King Virdon was forcing Sarah to suck his penis-not really forcing her physically, but telling her that if she didn't do it, he'd tell all of his buddies about her, and that would finish her in Thornton.

But what was worse, from Evette's point of view, was the size of King Virdon's penis. For all of his muscles and height, his penis was the size of young boy's.

It was perhaps four inches long, even when erect, and it took all of Evette's self-control not to burst out laughing from her vantage point in the trees.

But she watched anyway. King Virdon got Sarah to put it in her mouth and she sucked it quickly. He was so small that she was able to take his entire length into her mouth easily, and she bobbed her head on it as if it were a toy.

Then he made Sarah get on top of him while he lay on his back. He held her by the hips as she sat on his face, and then Evette saw one of his hands fondling his small organ as he orally satisfied Sarah, who rocked back and forth atop him, I obviously eager for any kind of payoff for her sexual misadventure.
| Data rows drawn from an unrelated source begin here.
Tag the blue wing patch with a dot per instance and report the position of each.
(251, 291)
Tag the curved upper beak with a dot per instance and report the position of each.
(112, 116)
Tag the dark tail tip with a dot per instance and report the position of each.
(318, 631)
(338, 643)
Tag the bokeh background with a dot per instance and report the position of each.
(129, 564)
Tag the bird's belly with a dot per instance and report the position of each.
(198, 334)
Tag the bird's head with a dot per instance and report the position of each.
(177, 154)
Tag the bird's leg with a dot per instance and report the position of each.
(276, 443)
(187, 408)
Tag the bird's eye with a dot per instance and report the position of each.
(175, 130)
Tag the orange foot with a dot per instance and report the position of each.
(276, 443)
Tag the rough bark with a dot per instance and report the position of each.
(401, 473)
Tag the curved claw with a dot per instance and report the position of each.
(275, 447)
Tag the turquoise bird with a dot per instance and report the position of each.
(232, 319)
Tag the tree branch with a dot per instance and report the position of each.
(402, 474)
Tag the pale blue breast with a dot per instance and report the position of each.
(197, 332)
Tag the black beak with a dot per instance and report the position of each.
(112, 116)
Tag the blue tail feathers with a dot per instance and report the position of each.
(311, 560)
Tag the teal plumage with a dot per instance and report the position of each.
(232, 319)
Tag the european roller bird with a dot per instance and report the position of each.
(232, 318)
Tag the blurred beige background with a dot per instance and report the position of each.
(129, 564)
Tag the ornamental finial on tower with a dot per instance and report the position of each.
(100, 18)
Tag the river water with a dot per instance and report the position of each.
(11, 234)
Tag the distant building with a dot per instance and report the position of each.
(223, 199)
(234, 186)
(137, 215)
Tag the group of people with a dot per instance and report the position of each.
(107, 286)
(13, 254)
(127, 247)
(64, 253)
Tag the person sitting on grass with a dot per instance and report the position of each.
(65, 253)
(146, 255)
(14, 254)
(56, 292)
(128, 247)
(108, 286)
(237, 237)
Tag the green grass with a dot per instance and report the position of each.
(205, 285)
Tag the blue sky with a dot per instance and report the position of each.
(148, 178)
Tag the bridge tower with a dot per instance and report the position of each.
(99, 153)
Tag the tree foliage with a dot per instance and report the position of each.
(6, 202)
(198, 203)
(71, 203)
I His orgasm was weak and he obviously barely felt it, Evette thought. He would be thumbs-down as a lover, obviously not suited to a strong, hot-natured woman like her.

When he was through he made Sarah lick him again, this time in places where she did not want to place her tongue. But King Virdon was insistent and Sarah was afraid of the large man's ability to ruin her life, so she did as she was told.

Someday, Evette thought as she watched, she was going to get even for Sarah. She was going to make King Virdon leave town.